Un printemps explosif

      Un jeudi du mois de février 1962, nous nous rendîmes, ma mère, Roger et moi, à Chréa, dans la montagne enneigée. Là haut tout était blanc, gelé, et d'énormes tas de neige entouraient les maisons. Une brume épaisse et glaciale noyait le village, les forêts de cèdres et les espaces de loisirs...

Nous ne vîmes ce jour là, ni Blida ni la plaine de la Mitidja vers le nord, ni les barrières rocheuses de l'Atlas Saharien vers le sud, depuis les terrasses ou les promontoires aménagés.

Lors de cette sortie à Chréa ce glacial jeudi de février, alors que nous cheminions à petits pas dans les rues du village encombrées de congères et par une température de cinq degrés en dessous de zéro ; ma mère et Roger se mirent à parler de la vie qu'ils allaient avoir bientôt ensemble. Roger disait que le « cessez le feu » suivrait immédiatement les accords d'Evian en mars, et que sans aucun doute, monsieur Rata, engagé dans l'armée, obtiendrait un poste près de Marseille où il se rendrait avec Mireille, sa femme. Ainsi Roger se retrouverait tout seul à Baraki, et libre désormais...
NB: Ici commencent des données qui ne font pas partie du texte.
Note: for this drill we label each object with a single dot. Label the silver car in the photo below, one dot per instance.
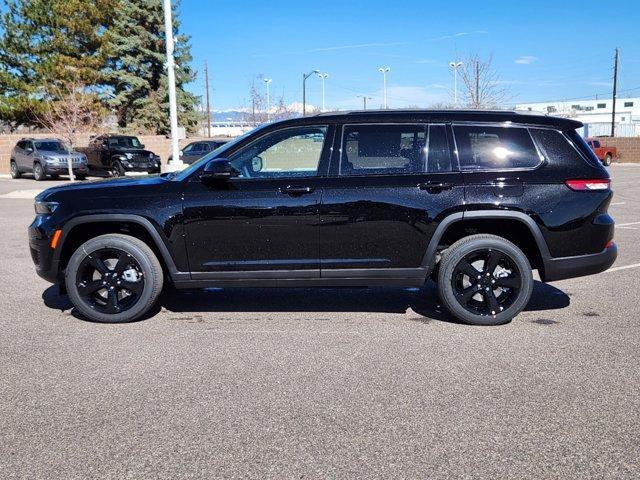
(46, 156)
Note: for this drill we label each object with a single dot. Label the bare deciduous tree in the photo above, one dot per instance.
(482, 88)
(69, 110)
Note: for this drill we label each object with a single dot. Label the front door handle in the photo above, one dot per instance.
(296, 190)
(435, 186)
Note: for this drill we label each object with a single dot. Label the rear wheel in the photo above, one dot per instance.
(15, 171)
(117, 170)
(38, 172)
(484, 280)
(113, 278)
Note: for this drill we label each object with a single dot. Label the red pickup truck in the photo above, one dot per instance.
(605, 154)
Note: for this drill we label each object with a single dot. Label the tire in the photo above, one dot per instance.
(15, 171)
(38, 172)
(129, 268)
(505, 269)
(117, 170)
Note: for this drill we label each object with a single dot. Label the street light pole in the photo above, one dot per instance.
(455, 66)
(384, 71)
(364, 100)
(323, 77)
(267, 81)
(176, 162)
(304, 90)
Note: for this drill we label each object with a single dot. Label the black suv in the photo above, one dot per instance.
(120, 154)
(473, 199)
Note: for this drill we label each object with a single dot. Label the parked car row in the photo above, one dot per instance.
(114, 155)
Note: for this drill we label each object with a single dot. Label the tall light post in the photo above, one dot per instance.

Le putsch militaire du 22 avril 1961 avait échoué parce que le contingent n'avait pas suivi les quatre généraux Salan, Jouhaud, Zeller et Challe, auxquels ne s'étaient ralliés que quelques unités. De là s'était constituée l'OAS, soutenue par des mouvements politiques d'extrême droite, les grands propriétaires, les « gros colons » ainsi qu'une grande partie des « pieds noirs ». Selon ces gens là, l'OAS pouvait « sauver » l'Algérie et éviter aux populations Européennes implantées en Algérie depuis plusieurs générations, de devoir s'expatrier... [ Voir « Les chevaux du soleil », de Jules Roy, une saga de l'Algérie de 1830 à 1962, en particulier dans la dernière partie intitulée « le tonnerre et les anges », dans laquelle, et dans tout le livre d'ailleurs, l'auteur retrace fidèlement l'histoire vraie et impartiale, ainsi que les évènements vécus par les personnages de plusieurs familles depuis le 14 juin 1830 date du débarquement des armées de Charles X sur la plage de Sidi Ferruch ]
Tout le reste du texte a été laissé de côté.